If you've hung in with House of the Dragon up to this point, be assured that this week's ep is an unfailingly accurate representation of exactly what you've signed on for, and of what's to come. Namely:
Palace intrigue (read: secret doors, trysts, spies, rumors, scandal, lies). Explicit sexual pairings involving relatives who are closer to one another chromosomally than they are chronologically. The odd disembowelment. Bad wigs a-go-go.

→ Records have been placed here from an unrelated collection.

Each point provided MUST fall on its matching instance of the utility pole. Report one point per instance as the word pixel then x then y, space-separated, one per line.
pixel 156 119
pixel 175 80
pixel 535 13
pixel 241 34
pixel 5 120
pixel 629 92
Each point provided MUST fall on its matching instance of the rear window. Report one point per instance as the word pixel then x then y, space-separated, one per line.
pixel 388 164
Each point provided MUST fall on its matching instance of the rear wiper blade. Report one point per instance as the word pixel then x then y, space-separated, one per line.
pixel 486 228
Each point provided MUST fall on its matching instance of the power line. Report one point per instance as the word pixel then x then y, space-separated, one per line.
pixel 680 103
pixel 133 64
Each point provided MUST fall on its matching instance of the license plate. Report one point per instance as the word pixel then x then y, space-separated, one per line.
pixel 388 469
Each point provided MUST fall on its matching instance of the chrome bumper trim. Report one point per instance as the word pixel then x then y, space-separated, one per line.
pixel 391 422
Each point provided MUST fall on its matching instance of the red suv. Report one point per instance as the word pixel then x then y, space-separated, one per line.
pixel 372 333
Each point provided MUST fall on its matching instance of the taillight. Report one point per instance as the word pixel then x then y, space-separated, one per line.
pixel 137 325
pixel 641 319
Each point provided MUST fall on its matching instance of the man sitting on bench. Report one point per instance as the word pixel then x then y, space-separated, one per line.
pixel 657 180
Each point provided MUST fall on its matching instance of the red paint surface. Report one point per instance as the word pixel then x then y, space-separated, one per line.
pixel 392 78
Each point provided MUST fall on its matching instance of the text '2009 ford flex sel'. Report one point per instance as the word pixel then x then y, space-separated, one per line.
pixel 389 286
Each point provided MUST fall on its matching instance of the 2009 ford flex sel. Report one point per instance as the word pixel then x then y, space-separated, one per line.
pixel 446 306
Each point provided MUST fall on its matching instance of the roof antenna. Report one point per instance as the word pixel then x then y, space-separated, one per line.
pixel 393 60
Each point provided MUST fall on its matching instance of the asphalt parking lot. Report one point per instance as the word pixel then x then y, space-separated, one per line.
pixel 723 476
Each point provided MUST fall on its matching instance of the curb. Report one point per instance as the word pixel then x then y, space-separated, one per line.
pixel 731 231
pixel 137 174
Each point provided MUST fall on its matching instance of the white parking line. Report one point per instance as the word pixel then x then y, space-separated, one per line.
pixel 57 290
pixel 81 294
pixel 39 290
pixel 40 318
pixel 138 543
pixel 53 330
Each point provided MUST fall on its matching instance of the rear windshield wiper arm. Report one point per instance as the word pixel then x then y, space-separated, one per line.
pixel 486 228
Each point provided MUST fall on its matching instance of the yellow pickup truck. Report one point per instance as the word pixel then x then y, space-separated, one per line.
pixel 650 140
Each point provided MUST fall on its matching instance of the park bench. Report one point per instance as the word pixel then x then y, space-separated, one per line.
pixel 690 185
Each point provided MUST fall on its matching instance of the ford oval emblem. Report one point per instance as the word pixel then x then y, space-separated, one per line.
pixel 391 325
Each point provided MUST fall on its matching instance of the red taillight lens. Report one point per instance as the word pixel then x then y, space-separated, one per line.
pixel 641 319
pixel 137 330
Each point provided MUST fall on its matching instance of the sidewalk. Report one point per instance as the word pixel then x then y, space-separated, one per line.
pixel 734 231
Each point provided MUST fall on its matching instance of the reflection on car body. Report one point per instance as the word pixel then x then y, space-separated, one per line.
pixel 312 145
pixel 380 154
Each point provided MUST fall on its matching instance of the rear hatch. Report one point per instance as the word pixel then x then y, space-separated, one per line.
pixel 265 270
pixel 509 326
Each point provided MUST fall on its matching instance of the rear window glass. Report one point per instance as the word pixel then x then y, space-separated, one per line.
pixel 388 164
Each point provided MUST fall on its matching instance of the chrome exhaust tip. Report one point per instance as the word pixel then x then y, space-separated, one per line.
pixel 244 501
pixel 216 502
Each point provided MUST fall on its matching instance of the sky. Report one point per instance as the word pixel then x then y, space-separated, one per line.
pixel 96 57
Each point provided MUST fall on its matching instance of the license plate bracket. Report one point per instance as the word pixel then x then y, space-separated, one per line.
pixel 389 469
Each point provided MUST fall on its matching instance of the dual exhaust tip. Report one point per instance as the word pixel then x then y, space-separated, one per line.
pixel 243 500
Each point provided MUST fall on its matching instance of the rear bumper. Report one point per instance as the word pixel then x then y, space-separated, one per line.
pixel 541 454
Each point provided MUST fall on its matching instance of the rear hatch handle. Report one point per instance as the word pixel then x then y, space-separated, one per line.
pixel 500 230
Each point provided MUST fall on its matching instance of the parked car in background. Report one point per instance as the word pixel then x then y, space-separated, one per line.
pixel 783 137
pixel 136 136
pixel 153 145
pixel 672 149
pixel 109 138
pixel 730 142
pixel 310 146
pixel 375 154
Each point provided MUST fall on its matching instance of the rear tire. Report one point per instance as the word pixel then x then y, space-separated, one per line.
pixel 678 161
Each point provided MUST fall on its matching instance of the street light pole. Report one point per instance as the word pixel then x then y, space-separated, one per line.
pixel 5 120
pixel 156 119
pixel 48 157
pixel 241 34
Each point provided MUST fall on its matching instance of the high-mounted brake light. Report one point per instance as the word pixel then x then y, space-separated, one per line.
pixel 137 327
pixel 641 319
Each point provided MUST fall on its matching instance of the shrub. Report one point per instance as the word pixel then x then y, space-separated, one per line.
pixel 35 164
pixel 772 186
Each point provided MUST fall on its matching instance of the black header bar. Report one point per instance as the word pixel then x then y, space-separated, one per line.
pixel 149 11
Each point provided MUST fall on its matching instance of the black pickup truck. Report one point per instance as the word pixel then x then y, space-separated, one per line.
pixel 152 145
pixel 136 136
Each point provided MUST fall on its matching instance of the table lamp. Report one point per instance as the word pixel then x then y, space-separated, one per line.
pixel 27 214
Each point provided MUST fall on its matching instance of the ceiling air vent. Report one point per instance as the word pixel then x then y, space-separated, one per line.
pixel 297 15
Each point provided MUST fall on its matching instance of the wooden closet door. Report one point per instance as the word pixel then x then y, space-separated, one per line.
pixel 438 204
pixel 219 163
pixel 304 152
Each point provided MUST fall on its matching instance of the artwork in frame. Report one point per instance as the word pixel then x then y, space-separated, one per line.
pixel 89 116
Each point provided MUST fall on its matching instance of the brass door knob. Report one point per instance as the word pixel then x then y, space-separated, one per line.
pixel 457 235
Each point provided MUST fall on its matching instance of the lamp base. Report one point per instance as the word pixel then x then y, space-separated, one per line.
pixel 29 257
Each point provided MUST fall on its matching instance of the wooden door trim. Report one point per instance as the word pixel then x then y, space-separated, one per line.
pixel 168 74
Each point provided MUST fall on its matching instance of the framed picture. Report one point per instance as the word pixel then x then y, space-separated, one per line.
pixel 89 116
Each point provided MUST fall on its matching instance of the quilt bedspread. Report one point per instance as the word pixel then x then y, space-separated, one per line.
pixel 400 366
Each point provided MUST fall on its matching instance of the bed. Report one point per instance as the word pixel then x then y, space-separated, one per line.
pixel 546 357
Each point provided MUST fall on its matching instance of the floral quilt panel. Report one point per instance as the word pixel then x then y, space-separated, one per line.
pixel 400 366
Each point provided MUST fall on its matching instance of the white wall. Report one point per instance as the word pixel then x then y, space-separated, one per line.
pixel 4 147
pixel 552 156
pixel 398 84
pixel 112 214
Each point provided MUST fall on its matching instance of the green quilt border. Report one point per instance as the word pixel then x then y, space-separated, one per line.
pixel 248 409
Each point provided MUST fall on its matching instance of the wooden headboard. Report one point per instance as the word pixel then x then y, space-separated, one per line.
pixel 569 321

That's House Targaryen for you, and that's what this show is, for now. Soon, but not very soon, it'll also be about all of that, plus a hell of a lot of dragons, which is something this episode does not do a good job of representing. In fact, the only dragon we see in action is one we've already added to our Dragon Watching Log Book: Daemon's dragon Caraxes, executing a fly-by jostling.
The prodigal jerk returns
But before that, we drop in on what will turn out to be the final date of Rhaenyra: The White-Blonde Ambition Tour. Only instead of Rhaenyra performing in a cone bra for the masses, it's a series of hopeful lords lining up in a humble, smoky throne room to plight their feeble, ill-fated troths.
(I first assumed that this was meant to be Storm's End, the seat of House Baratheon, given that that's Boremund Baratheon seated at Rhaenyra's side, walking her through the process. But as most of the suitors lined up before her are from Houses in the Riverlands — Frey, Mudd, Blackwood, etc. — I'd guess we're instead at Riverrun, the seat of House Tully.)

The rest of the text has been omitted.